Thursday, January 19, 2012

 

          I’m at home working as I wait to make the trip to Journal Square to visit my eye doctor.

          I spent a good portion of last night navigating the public transportation system after the council meeting, choosing to make the trip to the light rail rather than chance the bus system along Kennedy Boulevard.

          The last time I went to take a bus after a meeting, I stood in the dark for an hour until the bus came – no, not one bus, but two – and I was so desperate I got on the first one, finding myself like a refugee among other refugees, stuffed between packages and people while watching the second nearly empty bus pass us by.

          The walk was not significant, even in the cold, but the station at 34th Street was something out of Graham Greene novel, stark and empty, with the “Next Train” sign indicating a 25 minute wait for one bound to Hoboken.

          An out of service train rushed through the station as if on fire like the train in Spielberg’s War of the Worlds, beeping his horn the whole time.

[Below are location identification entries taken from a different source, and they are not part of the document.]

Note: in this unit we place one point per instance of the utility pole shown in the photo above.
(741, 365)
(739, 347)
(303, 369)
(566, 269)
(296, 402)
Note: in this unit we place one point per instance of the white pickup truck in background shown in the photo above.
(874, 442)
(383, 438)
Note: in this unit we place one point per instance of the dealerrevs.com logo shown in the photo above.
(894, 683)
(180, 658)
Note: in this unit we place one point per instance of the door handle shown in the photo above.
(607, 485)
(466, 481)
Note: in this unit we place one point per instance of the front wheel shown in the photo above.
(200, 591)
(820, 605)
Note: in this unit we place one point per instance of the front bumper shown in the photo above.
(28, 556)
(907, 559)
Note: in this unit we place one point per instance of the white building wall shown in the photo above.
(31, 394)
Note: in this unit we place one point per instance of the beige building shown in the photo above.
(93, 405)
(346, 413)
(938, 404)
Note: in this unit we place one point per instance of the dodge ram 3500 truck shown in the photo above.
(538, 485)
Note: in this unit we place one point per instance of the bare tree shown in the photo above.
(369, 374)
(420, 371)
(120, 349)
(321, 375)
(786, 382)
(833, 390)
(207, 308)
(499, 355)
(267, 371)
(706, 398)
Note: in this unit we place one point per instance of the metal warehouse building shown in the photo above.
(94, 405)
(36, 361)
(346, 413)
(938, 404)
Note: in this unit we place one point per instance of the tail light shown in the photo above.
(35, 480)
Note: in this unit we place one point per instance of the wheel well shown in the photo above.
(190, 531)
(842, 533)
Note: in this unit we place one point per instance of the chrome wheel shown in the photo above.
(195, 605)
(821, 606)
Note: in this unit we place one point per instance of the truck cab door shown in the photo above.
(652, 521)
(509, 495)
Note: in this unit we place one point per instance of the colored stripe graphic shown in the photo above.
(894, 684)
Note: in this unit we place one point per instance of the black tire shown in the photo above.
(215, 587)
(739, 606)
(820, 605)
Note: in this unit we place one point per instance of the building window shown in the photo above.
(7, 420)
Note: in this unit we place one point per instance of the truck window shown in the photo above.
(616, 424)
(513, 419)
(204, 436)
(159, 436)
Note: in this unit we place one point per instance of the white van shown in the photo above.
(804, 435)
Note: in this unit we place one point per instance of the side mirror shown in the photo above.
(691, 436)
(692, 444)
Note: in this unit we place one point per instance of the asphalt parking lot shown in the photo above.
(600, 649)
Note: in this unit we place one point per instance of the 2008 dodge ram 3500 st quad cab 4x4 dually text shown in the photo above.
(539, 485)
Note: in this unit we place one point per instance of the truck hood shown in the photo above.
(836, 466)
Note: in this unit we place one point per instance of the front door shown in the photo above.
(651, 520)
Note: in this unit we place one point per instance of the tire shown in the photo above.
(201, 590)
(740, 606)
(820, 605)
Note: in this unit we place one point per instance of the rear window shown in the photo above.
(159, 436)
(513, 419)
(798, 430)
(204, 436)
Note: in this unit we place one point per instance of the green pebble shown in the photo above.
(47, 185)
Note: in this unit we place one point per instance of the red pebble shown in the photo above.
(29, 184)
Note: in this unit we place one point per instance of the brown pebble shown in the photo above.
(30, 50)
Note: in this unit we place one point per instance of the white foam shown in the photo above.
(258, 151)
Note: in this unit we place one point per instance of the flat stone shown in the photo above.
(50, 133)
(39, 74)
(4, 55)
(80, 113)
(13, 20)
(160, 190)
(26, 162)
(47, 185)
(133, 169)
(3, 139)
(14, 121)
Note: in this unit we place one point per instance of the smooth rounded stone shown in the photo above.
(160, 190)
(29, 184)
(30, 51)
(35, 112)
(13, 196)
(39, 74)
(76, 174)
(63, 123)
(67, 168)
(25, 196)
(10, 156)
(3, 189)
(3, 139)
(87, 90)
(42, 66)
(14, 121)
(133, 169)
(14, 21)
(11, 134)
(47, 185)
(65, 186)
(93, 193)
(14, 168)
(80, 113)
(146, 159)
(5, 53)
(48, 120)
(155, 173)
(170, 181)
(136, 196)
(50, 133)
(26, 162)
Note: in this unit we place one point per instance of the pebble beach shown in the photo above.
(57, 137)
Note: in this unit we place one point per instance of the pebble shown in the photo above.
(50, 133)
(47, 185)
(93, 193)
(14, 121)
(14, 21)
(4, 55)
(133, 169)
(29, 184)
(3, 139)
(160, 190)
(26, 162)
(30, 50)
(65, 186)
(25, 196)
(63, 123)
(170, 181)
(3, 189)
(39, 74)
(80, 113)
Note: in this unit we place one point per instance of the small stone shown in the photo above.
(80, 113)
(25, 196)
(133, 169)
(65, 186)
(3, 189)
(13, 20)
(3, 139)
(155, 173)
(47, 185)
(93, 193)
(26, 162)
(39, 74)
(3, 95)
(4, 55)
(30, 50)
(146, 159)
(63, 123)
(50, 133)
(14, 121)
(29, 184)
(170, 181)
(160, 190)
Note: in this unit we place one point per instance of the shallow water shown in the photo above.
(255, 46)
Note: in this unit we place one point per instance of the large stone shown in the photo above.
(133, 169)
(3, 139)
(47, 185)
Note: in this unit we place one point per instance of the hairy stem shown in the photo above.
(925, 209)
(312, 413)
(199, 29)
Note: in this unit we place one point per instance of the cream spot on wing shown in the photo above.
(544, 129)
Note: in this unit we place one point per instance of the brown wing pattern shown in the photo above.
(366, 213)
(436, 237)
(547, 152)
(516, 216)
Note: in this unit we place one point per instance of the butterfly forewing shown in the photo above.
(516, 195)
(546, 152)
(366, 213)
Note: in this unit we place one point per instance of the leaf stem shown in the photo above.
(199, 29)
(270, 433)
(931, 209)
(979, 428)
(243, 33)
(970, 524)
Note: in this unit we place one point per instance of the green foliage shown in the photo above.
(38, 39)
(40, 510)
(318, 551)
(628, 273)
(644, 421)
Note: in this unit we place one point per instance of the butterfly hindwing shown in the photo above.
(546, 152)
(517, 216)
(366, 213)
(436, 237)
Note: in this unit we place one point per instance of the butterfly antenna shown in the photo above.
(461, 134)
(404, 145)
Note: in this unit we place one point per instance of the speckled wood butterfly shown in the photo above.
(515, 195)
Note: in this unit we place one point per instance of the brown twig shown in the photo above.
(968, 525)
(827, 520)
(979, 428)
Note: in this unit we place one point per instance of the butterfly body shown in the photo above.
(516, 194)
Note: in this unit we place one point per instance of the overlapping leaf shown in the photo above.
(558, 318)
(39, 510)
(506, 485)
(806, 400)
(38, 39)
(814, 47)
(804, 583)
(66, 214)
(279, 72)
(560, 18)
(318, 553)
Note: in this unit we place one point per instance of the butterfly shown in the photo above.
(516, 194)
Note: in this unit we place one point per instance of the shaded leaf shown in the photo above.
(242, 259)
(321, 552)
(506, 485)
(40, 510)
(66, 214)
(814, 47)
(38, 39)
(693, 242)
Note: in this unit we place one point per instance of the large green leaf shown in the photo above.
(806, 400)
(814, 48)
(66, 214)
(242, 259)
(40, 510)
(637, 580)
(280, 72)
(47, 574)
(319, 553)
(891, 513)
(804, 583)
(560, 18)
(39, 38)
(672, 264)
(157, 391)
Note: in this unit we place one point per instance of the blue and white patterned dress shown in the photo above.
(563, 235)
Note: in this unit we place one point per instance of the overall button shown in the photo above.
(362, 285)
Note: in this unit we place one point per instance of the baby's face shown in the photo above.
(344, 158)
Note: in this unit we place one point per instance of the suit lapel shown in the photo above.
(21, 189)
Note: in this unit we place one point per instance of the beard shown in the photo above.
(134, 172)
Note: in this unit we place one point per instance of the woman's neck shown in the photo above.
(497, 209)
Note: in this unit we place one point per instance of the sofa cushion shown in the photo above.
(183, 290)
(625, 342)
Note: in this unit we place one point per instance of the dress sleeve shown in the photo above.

          Rather than sit in the cold, I hopped the train bound the other way, figuring it was better to be warm and seated than to stomp my feet on a platform alone. Passed my office the train went, then down to the new station on 8th Street, where we piled out, and the conductors separated some of the cars, reducing the size the train by half, then let the few passengers waiting there into the remaining cars.

          As we waited another train pulled in on the other side, turned off its lights to wait out the night for the rush the next morning.

          We took off a few minutes later, stopping at the stops I had passed on the way down, frigid people piling in like the refugees from my previous bus trip, all of them cold, all of them needing to catch this train than wait for the next one not due for a hour, each stop adding to the fullness of the car so that I struggled to get out at Liberty State Park where I had to change to the Tonnelle Avenue train.

          This was more populated, but not greatly. A few people on the far side waiting for trains to either West Side Avenue or Bayonne, a handful on my side waiting for the train I needed.

          In the parking lot across the street, the security guard’s vehicle – now decorated in orange lights along its side – continued to prowl the lot, checking on empty spaces, like one of those bored tigers I used to see pacing its cage in the zoo.

          The wait wasn’t long. Although again, missing this train meant more than a half hour wait until the next one, so there was a rush to get a seat since everyone knew that the density would only increase with each additional stop, which it did, people piling in at every stop until I could barely elbow my way out again when I reached the 9th Street station in Hoboken for my ride up the elevator and my walk through Jersey City Heights to home.

          Driving, the trip would have taken my less than a half our. This trip had taken me an hour and a half.

          Walking on either end of the trip to or from the train, I was struck by how lonely the world is at night. Jersey City, Bayonne, even Hoboken haven’t changed to the degree we all believe, still a stark landscape after dark, with isolated characters like myself making our way through dark streets headed to unknown destinations, trying to sort out in our heads, why were are here at this time of night, and what in the end have we gained by the experience, people who are still wraiths in a gray world seeking answers to questions no one can answer.